The question was always the same — “Are you going out tonight?” — as if now that she had found a father, she could not bear letting him out of her sight.
And the answer was invariably the same, too — “No!” — because now that Kate had come to live with them, Matthew had no desire at all to socialize. The child’s presence, together with Amanda’s ever-expanding universe, provided a ready excuse for ducking Talmadge’s weekend get-togethers, which Matthew had never liked, anyway. Talmadge parties, to Matthew, were simply an extension of the fantasy land these well-meaning New Yorkers had created. He hated to attend them, and he hated to give them, and so he was grateful to Kate for her arrival because she introduced them to a Talmadge disease known simply as The Sitter Problem.
“We shouldn’t leave her with a sitter,” he said to Amanda. “The house is still strange to her.”
“You just don’t like parties, that’s all,” Amanda said knowingly.
“What gives you that idea?”
“You never dance with any of the women.”
“I dance with you,” Matthew said.
“Oh, and a lot of fun that must be for you right now. Look at me. I’m mountainous.”
He put his hands on her belly. “You’re lovely,” he said.
“Some of the women in Talmadge are very attractive, Matthew.”
“Are they?”
“Yes, and I’m just a pregnant old sow.”
“A pregnant young sow.”
“Young, excuse me,” Amanda said, smiling. “They are attractive, admit it. Very chic, and very—”
“Yes, they’re attractive. But you’re beautiful. And besides, I happen to love you.”

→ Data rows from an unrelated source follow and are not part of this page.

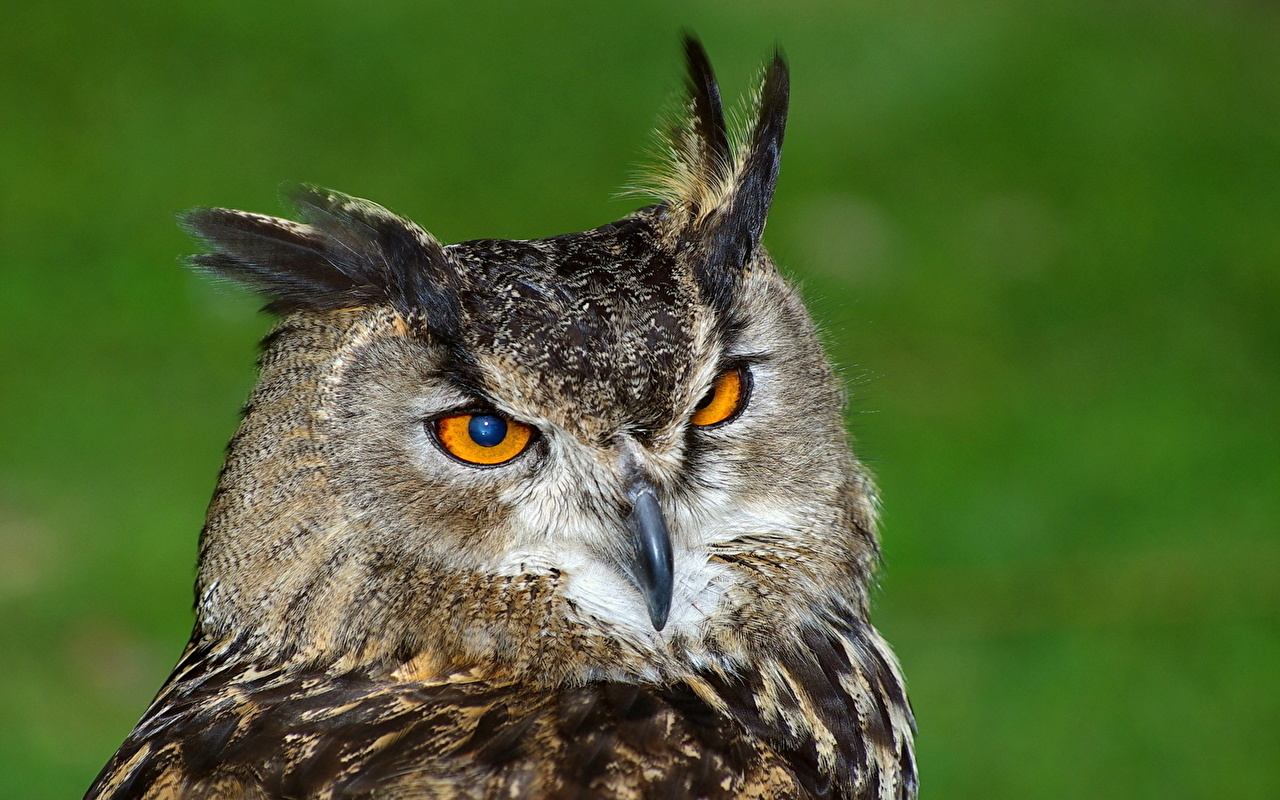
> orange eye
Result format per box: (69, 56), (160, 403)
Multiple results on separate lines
(435, 413), (534, 466)
(692, 366), (750, 428)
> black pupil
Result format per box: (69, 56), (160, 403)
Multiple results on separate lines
(467, 413), (507, 447)
(694, 389), (716, 411)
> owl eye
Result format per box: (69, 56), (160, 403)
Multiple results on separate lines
(433, 413), (534, 466)
(691, 366), (751, 428)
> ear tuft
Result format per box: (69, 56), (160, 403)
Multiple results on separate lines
(180, 184), (460, 333)
(640, 36), (790, 307)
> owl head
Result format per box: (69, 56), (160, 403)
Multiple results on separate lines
(184, 41), (876, 681)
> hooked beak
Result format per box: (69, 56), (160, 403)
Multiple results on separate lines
(627, 477), (675, 631)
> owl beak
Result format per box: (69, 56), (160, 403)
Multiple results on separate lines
(630, 479), (675, 631)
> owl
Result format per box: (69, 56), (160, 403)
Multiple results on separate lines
(87, 40), (916, 800)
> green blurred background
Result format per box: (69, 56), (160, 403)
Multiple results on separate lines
(0, 0), (1280, 799)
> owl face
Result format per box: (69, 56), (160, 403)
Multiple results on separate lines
(188, 43), (874, 680)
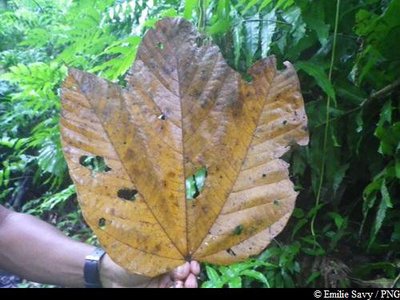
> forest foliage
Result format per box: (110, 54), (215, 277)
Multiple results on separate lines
(0, 0), (400, 287)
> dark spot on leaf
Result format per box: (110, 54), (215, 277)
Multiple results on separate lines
(117, 189), (137, 201)
(98, 218), (106, 229)
(243, 74), (253, 82)
(233, 224), (243, 235)
(226, 248), (236, 256)
(79, 155), (111, 173)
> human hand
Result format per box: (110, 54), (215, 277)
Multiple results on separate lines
(100, 254), (200, 288)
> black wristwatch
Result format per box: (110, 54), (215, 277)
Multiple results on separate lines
(83, 248), (106, 288)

But not as much as she loved him.
She watched his growing attachment to the child, and wondered if she were jealous. She found herself hoping the baby would be a boy. She knew that no red-faced wrinkled little girl could possibly hope to compete with her blond and beautiful niece. Even the word “niece” worried her. She automatically thought of Kate as her sister’s child — but she knew that Matthew had already begun to think of her as his own daughter.
On a day early in June, the picture changed somewhat.
She had been sitting out in the sun, her eyes closed, her hands folded over her belly, when she suddenly realized the yard was very still. She sat up and called, “Kate!” and received no answer. Alarmed, she pushed herself laboriously out of the chair, waddled across the lawn, and went into the house. The house was still. She looked in the kitchen and the dining room and the living room, but Kate was nowhere on the ground floor. She heard the sound of Kate’s voice upstairs then, and she smiled to herself, took hold of the banister, and tiptoed up the steps and down the corridor to where the door of the master bedroom stood ajar.